Nov. 3, 1864.—To give you an idea of the way business runs with me, I will give you my experiences after tea Sunday evening. I sat down in my room thinking that everything was quiet and promising myself a comfortable night’s sleep, when a messenger galloped up with a dispatch saying that the rebels had opened with a battery on our troops at Whitesburg, which you know is in my command. I immediately went down to post headquarters, sent couriers to Whitesburg with orders, and was making other dispositions to prevent the enemy from crossing the Tennessee river there, when a man rushed into the office pale and almost breathless, announcing that the rebels were near the city on the New Market road in heavy force, and that they were burning every combustible thing as they advanced. Looking in that direction, sure enough the flames of several burning buildings corroborated the story.

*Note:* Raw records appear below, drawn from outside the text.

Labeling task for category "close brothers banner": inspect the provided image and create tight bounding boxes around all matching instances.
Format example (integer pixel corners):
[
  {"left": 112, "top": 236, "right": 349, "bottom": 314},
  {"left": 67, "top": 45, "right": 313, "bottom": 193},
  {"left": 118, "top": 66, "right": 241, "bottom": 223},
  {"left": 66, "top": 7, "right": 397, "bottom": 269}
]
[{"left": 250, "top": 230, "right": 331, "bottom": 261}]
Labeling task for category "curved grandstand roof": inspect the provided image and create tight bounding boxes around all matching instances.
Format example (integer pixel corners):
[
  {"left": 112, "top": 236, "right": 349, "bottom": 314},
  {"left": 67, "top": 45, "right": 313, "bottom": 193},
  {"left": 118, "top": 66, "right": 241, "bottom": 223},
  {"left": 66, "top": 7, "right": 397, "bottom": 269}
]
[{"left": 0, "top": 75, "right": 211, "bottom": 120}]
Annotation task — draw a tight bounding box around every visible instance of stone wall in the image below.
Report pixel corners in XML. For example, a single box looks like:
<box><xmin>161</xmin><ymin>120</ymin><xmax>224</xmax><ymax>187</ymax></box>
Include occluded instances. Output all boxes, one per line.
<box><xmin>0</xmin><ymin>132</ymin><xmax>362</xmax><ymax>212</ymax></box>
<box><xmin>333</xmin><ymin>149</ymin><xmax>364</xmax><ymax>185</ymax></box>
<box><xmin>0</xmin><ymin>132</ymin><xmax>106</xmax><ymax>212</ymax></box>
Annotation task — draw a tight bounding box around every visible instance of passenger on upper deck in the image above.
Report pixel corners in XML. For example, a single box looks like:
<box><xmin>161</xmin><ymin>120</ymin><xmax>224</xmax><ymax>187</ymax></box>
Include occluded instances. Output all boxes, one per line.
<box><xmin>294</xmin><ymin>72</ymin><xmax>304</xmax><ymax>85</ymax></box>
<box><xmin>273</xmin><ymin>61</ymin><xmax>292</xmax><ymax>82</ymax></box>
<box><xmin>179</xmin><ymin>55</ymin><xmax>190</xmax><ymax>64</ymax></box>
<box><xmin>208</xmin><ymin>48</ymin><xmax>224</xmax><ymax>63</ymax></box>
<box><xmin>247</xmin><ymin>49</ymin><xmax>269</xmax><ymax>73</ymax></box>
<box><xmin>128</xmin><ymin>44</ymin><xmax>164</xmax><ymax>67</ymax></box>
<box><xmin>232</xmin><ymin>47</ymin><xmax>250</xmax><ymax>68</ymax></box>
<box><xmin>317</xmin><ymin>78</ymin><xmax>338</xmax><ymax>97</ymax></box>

I immediately strengthened my picket lines and sent out scouts to ascertain what was there, gave directions for the disposition of public property, assigned their positions to what few troops I had, went to the fort and made the necessary arrangements there, and returned to headquarters to await further developments.
In due time the scouts returned with the information that the force was only a raiding party of guerillas and citizens, who had burned some houses occupied by colored people connected with the contraband camp here—and the excitement was over. But all of this took from one until two o’clock in the morning. In the meantime I received information that two gunboats had arrived at Whitesburg, so I went to bed feeling easy. There were no further demonstrations there.
The next evening (Monday) I felt sure that all was quiet; when just as I was leaving the office to go to bed, a dispatch from the commanding officer at Larkinsville came, saying that he was attacked. It turned out to be nothing serious, but to find out that, and to make preparations to meet it should it prove serious, took half the night.
Tuesday night we were moving some troops and had to wait for trains, so the Adjutant remained up all night and I got a good, undisturbed night’s rest. Last night for the first time since the rebel army approached us we both slept all night. Yet, for all this, I keep perfectly well. How long our quiet will last I can not even guess. Hood moved down the river from Decatur, but I have no idea where he is. We have had reports that he crossed the Tennessee river to the north side of Florence, but these reports are not reliable.
Large numbers of troops have gone forward to Decatur and Athens within the last three days, and I feel quite confident that the tide of war has rolled by us once more without striking us. The General has given me more troops here on the river and on the railroad, and I am feeling quite stout. The non-veterans will leave in about a week for Nashville to be mustered out.